Altstadtgasse in Bourg-en-Bresse

Am auffälligsten ist natürlich die Ko-Kathedrale Notre-Dame de l’Annonciation. Fast 200 Jahre wurde daran gewerkelt (1505 bis 1695), so dass der Sakralbau Elemente der Gotik und Renaissance miteinander verquickt. Aus der Renaissance gibt es ebenso einige Stadthäuser in der Altstadt zu bestaunen, die natürlich denen im 60 km entfernten Lyon sehr ähnlich sehen. Auch sie sind mit schönen Höfen und Treppenhäusern ausgestattet.

Maison Gorrevod

Dazu existieren noch einige ältere Häuser mit Fachwerkfassaden. Zu nennen sind vor allem die Maison du Bois und die Maison Gorrevod. Darüberhinaus sieht man viele schöne Fachwerkhäuser in der Rue de la République und den von ihr abzeigenden Gassen. Gastronomie gibt es ebenfalls reichlich, aber nach Einbruch der Dunkelheit sorgte der Carrefour für mein Abendessen: Pita mit Curryhuhn (aus der Kühltheke) und ein grüner Salat mit Nudeln und Speck (ebenfalls aus der Kühlung). Kostete zusammen etwas über 5 €.

Doch nun vorerst Schluss mit dem ganzen Touri-Quatsch. Auch in diesem Urlaub muss irgendwann der Ball rollen und deshalb ging es nach dem abendlichen Snack ins örtliche Fußballstadion!

  • 28.10.2016
  • FBBP 01 – Gazélec Ajaccio 1:0
  • Ligue 2 (II)
  • Stade Marcel-Verchère (Att: 2.284)

12 € Eintritt musste ich für einen Sitzplatz auf der Gegengerade im zentrumsnahen Stade Marcel Verchère investieren.
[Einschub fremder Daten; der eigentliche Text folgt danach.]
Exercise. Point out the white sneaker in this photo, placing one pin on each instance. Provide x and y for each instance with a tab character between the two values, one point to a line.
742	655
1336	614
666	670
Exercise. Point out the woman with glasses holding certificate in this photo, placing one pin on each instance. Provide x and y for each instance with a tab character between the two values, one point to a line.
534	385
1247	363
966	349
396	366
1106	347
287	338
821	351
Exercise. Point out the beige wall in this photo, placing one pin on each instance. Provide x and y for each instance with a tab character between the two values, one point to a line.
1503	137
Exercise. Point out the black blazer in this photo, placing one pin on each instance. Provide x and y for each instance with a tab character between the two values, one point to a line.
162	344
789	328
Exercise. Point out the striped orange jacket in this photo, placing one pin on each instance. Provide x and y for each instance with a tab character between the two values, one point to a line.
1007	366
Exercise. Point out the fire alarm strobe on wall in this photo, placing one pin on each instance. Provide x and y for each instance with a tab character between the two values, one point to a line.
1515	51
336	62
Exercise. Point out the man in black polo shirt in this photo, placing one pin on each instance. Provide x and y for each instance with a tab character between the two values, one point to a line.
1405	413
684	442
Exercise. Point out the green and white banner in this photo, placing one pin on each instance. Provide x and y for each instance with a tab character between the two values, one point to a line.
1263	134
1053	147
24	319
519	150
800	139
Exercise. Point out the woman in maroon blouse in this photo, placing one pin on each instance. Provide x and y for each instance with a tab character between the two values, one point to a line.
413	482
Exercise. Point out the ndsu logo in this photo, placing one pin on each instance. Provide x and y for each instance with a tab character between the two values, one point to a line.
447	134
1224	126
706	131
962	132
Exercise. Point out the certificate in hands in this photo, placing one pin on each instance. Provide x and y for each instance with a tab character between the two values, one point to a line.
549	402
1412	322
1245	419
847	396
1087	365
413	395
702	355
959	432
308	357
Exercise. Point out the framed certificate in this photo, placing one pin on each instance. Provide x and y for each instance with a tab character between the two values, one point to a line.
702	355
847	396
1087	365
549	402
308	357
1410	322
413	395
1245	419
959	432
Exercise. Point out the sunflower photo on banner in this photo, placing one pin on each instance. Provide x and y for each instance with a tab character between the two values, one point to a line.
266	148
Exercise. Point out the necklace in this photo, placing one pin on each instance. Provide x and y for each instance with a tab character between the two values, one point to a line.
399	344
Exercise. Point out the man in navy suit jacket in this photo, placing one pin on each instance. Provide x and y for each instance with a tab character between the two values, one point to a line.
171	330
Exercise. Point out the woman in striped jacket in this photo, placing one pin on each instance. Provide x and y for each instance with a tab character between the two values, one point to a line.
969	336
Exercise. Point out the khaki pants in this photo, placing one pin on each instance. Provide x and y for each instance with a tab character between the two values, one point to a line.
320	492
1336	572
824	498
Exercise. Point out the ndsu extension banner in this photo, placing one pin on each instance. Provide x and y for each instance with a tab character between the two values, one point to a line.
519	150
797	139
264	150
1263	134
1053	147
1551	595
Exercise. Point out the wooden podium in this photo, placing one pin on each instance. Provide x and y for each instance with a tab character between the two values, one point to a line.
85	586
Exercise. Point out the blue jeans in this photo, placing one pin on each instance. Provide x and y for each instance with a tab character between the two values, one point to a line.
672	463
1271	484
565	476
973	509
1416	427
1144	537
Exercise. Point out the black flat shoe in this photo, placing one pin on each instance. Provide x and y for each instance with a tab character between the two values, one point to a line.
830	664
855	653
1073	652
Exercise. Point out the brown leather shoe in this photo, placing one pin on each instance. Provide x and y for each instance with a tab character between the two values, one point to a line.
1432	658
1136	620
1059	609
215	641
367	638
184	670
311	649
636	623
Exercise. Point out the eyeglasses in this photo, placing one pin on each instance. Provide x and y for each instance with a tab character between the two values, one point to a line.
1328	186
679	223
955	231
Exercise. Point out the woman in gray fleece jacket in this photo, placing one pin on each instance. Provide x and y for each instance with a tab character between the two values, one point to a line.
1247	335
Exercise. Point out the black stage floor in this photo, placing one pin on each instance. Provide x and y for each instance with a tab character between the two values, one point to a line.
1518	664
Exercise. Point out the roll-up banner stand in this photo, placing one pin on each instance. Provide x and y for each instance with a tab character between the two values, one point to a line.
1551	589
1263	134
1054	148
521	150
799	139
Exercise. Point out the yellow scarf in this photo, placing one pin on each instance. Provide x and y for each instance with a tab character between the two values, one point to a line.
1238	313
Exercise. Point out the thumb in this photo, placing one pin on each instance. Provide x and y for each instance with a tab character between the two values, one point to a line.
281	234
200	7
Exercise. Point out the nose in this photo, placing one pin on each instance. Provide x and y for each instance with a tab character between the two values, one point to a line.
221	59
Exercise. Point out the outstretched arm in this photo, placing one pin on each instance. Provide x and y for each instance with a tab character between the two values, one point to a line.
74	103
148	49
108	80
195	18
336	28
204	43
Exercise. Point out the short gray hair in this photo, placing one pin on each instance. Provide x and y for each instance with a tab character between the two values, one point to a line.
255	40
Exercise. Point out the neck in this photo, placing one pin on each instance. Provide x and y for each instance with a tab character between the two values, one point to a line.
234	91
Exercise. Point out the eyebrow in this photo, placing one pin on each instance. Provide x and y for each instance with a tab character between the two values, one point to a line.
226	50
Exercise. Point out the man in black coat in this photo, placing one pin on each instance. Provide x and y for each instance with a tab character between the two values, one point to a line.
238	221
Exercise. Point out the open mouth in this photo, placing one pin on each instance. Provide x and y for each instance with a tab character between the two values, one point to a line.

Die Bude war recht behelfsmäßig mit Stahlrohr, Wellblech und Holzplatten auf 2.Liga getrimmt worden. In jene Profiliga stieg man 2015 als erster Club des Départements Ain überhaupt auf und konnte die Klasse mit einem hervorragenden 11.Platz souverän halten. Auch im zweiten Jahr des Abenteuers Profifußball hält man sich bisher im unteren Mittelfeld auf und hoffte mit drei Punkten gegen den Erstliga-Absteiger Gazélec Ajaccio den Abstand zum Tabellenende weiter zu vergrößern.

Provisorische Tribüne

Eine fanatische Fanszene hat FBBP01 leider nicht zu bieten, obwohl der Club – der 1942 aus einer Fusion der besten Fußballvereine aus Bourg-en-Bresse und der Nachbargemeinde Péronnas hervorging – lange eine Größe im semiprofessionellen Amateurfussball war und im Coupe de France gegen Profiteams so manche Sensation schaffte. Stattdessen sorgten ungefähr 10 singende Fans und eine Trommelgruppe mit bunten Perücken für Stimmung. Letztere waren mutmaßlich vom Club, der seit 2015 eine reine Kapitalgesellschaft ist, gegen Entgelt engagiert. Als kurz vor Spielbeginn aber der passende Song für die Blauen aus Bourg-en-Bresse lief („Blue“ von Eiffel 65), kam ich langsam in Stimmung.

Die Trommelgruppe

Die Hausherren begannen auf dem Grün gefällig und hatten in der ersten Viertelstunde bereits ein paar gute Szenen. In der 22.Minute sah ich den Ball dann schon im Netz zappeln, als der Toptorjäger Lakdar Boussaha nach einem Steilpass allein vor dem Gästetorwart auftauchte. Doch Gazélecs Schlussmann parierte den unplatzierten Abschluss. Die verdiente Führung gab es nun fünf Minuten später zu beklatschen. Bei einer flachen, eigentlich ungefährlichen Hereingabe, trifft der Verteidiger, der klären will, den Ball nicht richtig. Die Kugel kullert keine 10 Meter aus dem Strafraum heraus und landet vor den Füßen von FBBPs Mittelfeldspieler Kevin Hoggas, der gefühlvoll aus ca. 25 Metern in den Torwinkel schlenzt.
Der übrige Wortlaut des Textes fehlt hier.